È tipico dei grandi scrittori iniettare temi alti in un corpo letterario apparentemente esile, ed è ciò che fa Singer, autore di capolavori come ” La famiglia Moskat” o “Keyla la rossa”, premio Nobel nel 1978. Dunque, questa è una fila di episodi ambientati soprattutto a Varsavia, narrati dal figlio di un rabbino che è una specie di giudice: lui origlia le peripezie, le dispute, le liti che prendono vita nello studio del padre che, nella vita reale, gestiva in casa un Beth Din, una corte rabbinica, «una specie di connubio fra tribunale, sinagoga, casa di studio e, se vogliamo, lettino dello psicanalista, dove chi aveva l’animo turbato poteva venire a sfogarsi».

Il padre-giudice, che a volte si fa pagare e altre no, deve esprimersi alla luce della Tōrāh e delle leggi ebraiche su cosa sia giusto e cosa no, chi abbia ragione e chi torto, si tratti di matrimonio, di compravendite, di affari di qualsiasi tipo. «Il litigio d’affari con quegli uomini danarosi lo costringeva a sottrarre tempo alla Tōrāh, e non vedeva l’ora di tornare ai suoi scritti e commentari. Ancora una volta il mondo, con i suoi calcoli e le sue falsità, si era intromesso nella nostra vita», scrive il ragazzo.

Sullo sfondo dei rumori della Prima guerra mondialeVarsavia stava per finire nelle mani della Germania»), scorre perciò davanti al figlio del rabbino tutta una umanità con il suo carico di cattiverie, stranezze e ingiustizie, di bene e di male in un caleidoscopio terreno a cospetto della Verità religiosa. È una vita difficile in una città che da polacca diventa russa e poi tedesca: «La cosa più dura da sopportare in quel periodo era il freddo, e noi non potevamo permetterci di riscaldare l’appartamento. I tubi si congelavano ed era impossibile usare il gabinetto. Per settimane i vetri delle nostre finestre erano decorati da reticoli di brina, mentre dai telai pendevano ghiaccioli. Quando avevo sete ne staccavo uno e lo succhiavo».

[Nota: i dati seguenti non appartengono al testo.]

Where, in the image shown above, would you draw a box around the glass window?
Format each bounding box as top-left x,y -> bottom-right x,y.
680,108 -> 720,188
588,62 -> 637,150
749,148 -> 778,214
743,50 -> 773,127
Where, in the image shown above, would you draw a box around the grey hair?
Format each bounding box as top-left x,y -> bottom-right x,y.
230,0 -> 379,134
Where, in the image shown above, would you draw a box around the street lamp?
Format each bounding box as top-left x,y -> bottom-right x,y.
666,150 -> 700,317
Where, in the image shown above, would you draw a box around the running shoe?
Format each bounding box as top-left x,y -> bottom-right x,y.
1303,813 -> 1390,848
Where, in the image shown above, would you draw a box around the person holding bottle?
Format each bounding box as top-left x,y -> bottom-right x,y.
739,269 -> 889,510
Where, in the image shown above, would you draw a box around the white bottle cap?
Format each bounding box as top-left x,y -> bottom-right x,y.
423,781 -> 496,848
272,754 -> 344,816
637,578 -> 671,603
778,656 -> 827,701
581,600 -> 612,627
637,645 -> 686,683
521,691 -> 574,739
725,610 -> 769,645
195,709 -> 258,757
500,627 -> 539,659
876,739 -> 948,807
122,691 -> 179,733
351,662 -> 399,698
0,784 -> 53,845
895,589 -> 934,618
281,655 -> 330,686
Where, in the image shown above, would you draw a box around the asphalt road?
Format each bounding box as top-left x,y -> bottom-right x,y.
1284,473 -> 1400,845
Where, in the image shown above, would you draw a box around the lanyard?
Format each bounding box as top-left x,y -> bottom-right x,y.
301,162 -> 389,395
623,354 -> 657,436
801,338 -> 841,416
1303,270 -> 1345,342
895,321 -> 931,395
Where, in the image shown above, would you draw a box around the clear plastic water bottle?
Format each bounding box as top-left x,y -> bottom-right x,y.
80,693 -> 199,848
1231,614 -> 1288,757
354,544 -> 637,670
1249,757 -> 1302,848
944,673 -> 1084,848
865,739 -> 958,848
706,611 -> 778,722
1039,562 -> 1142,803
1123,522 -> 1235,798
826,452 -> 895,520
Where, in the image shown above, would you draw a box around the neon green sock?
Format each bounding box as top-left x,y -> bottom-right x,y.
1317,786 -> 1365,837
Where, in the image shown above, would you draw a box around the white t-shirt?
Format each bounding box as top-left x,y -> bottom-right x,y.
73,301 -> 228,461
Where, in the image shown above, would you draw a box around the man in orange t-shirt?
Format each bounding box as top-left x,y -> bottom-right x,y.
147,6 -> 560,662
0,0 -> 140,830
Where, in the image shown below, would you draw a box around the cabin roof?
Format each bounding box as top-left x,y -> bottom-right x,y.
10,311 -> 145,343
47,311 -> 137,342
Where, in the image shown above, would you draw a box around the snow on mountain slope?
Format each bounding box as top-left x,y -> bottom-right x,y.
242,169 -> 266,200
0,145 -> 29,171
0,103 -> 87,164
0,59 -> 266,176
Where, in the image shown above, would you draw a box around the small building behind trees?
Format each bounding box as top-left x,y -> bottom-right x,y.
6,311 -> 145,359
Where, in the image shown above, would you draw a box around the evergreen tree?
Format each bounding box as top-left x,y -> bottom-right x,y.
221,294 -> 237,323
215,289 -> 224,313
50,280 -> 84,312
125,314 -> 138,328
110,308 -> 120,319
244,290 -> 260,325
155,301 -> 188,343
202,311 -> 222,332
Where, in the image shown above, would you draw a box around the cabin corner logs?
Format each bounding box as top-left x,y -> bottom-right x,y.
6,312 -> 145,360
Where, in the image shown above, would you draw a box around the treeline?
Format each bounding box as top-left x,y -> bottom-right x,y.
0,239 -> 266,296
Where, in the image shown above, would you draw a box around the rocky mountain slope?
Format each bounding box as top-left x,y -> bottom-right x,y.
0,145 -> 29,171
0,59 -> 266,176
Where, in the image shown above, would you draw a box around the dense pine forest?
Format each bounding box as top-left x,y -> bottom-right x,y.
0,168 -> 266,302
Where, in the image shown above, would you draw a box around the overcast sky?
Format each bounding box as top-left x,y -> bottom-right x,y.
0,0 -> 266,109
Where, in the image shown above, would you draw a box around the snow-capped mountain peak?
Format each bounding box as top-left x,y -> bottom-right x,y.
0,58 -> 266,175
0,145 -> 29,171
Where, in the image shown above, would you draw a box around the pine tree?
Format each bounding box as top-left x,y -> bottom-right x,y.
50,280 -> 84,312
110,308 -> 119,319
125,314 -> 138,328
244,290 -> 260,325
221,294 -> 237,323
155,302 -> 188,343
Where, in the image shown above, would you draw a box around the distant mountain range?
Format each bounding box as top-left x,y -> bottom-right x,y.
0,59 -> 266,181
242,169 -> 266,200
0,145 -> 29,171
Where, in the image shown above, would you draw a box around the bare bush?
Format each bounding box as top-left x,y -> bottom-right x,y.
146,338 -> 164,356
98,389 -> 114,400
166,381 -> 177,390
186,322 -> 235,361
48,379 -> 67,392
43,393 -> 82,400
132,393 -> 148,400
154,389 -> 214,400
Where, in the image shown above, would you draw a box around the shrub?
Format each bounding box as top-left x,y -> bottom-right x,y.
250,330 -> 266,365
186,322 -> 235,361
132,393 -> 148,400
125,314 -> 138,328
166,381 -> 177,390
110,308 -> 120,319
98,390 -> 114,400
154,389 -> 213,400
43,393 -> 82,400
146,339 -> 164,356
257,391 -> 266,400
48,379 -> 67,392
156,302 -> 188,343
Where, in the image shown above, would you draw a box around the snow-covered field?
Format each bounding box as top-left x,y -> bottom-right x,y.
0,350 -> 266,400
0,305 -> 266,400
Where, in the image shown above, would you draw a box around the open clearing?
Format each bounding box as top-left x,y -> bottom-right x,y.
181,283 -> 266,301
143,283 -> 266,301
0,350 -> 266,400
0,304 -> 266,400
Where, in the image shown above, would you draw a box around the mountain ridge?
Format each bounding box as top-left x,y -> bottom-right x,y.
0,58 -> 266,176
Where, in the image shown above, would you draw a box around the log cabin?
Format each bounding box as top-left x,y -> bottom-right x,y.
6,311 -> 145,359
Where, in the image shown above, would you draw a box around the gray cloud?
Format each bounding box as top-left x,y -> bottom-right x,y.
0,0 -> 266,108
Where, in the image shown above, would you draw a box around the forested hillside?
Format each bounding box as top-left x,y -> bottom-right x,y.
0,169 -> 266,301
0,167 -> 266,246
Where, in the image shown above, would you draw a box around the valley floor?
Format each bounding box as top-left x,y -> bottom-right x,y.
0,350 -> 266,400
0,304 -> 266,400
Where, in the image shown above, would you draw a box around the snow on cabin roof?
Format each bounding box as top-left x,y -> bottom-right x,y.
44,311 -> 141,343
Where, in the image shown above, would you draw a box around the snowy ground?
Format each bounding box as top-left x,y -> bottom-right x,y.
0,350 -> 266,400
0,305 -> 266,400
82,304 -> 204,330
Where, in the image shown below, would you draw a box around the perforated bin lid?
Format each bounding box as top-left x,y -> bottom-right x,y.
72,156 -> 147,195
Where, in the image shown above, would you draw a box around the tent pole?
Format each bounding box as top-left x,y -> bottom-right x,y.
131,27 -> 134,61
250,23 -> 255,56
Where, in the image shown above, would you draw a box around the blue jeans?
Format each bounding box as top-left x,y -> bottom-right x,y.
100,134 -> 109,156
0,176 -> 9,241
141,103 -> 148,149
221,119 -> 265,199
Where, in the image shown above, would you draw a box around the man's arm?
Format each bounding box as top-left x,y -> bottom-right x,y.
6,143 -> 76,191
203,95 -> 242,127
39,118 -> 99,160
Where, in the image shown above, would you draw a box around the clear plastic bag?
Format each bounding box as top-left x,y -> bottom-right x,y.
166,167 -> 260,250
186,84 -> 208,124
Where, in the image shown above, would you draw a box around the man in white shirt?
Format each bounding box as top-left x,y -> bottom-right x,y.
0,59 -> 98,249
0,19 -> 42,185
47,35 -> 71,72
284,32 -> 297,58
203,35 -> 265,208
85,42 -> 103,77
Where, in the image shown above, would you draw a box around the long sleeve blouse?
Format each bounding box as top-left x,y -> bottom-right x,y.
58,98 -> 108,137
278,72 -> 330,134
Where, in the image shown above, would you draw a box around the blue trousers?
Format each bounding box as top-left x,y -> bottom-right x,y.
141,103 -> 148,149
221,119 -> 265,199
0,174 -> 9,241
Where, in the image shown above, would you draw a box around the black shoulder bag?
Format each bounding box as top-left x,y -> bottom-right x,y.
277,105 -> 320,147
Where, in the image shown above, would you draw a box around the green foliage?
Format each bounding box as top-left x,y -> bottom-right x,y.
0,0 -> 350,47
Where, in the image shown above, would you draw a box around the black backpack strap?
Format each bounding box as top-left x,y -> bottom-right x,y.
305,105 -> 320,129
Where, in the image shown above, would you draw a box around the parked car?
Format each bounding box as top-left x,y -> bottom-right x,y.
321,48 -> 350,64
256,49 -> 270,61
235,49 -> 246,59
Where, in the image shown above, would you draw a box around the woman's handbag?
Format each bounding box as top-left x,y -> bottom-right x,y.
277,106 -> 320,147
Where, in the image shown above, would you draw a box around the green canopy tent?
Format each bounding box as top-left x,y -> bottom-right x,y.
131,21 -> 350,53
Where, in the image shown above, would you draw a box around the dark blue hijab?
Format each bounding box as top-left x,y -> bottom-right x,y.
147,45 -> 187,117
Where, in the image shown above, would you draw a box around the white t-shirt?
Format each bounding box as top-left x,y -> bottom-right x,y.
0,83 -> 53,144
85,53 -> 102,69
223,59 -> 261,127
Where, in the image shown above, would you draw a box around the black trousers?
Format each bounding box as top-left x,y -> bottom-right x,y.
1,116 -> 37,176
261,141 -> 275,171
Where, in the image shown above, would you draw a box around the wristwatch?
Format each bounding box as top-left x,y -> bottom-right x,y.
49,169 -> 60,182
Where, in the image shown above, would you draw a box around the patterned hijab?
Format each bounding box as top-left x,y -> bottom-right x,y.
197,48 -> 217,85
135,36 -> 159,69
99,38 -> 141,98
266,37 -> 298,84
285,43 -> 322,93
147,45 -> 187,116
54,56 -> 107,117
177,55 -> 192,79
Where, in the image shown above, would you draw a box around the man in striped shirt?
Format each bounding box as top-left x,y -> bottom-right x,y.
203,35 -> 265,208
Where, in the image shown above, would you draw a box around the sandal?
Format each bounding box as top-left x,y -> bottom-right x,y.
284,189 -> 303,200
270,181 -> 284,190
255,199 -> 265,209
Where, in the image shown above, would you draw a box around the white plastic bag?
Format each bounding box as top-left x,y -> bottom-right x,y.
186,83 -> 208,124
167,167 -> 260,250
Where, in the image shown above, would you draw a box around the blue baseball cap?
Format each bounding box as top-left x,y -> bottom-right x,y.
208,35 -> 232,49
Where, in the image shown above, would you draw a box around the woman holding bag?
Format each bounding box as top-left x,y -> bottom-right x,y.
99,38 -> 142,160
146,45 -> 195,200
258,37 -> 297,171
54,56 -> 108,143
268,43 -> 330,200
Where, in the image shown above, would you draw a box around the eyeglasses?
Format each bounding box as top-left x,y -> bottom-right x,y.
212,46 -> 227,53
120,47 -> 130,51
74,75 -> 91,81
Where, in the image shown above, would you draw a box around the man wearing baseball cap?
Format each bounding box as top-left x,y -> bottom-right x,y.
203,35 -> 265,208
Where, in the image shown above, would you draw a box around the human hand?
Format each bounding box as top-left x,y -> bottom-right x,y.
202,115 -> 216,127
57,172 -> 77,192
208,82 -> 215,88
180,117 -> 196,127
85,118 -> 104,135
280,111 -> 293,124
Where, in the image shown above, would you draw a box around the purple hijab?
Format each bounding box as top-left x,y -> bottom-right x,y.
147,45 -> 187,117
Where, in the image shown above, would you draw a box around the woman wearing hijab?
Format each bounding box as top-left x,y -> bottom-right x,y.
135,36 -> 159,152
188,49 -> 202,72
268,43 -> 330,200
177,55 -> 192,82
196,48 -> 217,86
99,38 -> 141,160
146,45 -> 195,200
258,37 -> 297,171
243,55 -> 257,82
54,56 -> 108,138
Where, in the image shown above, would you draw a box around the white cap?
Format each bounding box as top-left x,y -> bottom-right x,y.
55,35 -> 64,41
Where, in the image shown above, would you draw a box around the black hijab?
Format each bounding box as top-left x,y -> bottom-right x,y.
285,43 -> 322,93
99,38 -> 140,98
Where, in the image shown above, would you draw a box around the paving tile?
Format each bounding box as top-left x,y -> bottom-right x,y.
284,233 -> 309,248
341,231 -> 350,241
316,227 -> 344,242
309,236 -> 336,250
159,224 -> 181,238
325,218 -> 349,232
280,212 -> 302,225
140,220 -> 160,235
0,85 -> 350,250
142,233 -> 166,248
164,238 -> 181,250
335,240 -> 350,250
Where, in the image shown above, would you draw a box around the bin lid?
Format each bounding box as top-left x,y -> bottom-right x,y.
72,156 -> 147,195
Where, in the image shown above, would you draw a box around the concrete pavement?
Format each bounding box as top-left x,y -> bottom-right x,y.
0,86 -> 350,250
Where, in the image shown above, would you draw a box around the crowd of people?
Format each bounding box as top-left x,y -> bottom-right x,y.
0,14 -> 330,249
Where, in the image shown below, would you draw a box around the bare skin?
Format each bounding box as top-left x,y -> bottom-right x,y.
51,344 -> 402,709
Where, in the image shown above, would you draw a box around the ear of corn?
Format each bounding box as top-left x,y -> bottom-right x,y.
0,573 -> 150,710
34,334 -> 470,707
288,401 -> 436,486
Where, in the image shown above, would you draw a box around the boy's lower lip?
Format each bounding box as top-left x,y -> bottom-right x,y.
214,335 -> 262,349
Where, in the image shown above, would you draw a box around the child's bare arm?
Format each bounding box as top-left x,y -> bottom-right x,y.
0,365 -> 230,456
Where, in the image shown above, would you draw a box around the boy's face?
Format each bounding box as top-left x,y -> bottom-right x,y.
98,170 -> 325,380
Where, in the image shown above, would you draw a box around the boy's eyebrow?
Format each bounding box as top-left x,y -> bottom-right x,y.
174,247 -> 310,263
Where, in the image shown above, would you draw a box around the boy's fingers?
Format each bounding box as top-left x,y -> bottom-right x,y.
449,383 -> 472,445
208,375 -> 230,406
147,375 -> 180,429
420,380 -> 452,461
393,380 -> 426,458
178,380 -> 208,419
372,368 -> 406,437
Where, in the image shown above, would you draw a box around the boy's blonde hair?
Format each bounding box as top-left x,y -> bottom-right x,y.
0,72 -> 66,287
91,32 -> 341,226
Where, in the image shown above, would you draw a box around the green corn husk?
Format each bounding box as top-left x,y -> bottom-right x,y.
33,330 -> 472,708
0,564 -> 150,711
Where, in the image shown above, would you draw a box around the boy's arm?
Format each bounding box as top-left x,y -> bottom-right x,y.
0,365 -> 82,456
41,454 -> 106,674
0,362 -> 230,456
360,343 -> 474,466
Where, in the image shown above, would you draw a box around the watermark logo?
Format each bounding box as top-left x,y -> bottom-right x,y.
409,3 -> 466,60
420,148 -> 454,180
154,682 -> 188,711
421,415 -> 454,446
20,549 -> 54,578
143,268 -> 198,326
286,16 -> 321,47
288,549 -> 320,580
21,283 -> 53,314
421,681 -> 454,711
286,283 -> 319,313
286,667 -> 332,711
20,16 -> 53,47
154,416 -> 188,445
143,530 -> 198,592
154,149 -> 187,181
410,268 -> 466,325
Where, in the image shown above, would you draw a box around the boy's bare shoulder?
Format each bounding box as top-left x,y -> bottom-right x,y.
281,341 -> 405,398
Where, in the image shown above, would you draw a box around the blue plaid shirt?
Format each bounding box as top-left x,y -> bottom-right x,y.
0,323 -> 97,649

Il tutto viene raccontato con la soavità e la classicità di quella grande letteratura ebraica di cui I. B. Singer, come il fratello Israel (“La famiglia Karnowski“) è assai rappresentativo. E noi che leggiamo quelle storie veniamo catapultati in quella casa della via Krochmalna, che prende il nome dalle lavanderie ebraiche (in polacco “krochmal” significa “amido”) che si trovano sulla strada: e forse, oltre gli indumenti, su quella via si lavano anche i peccati, per quanto possibile.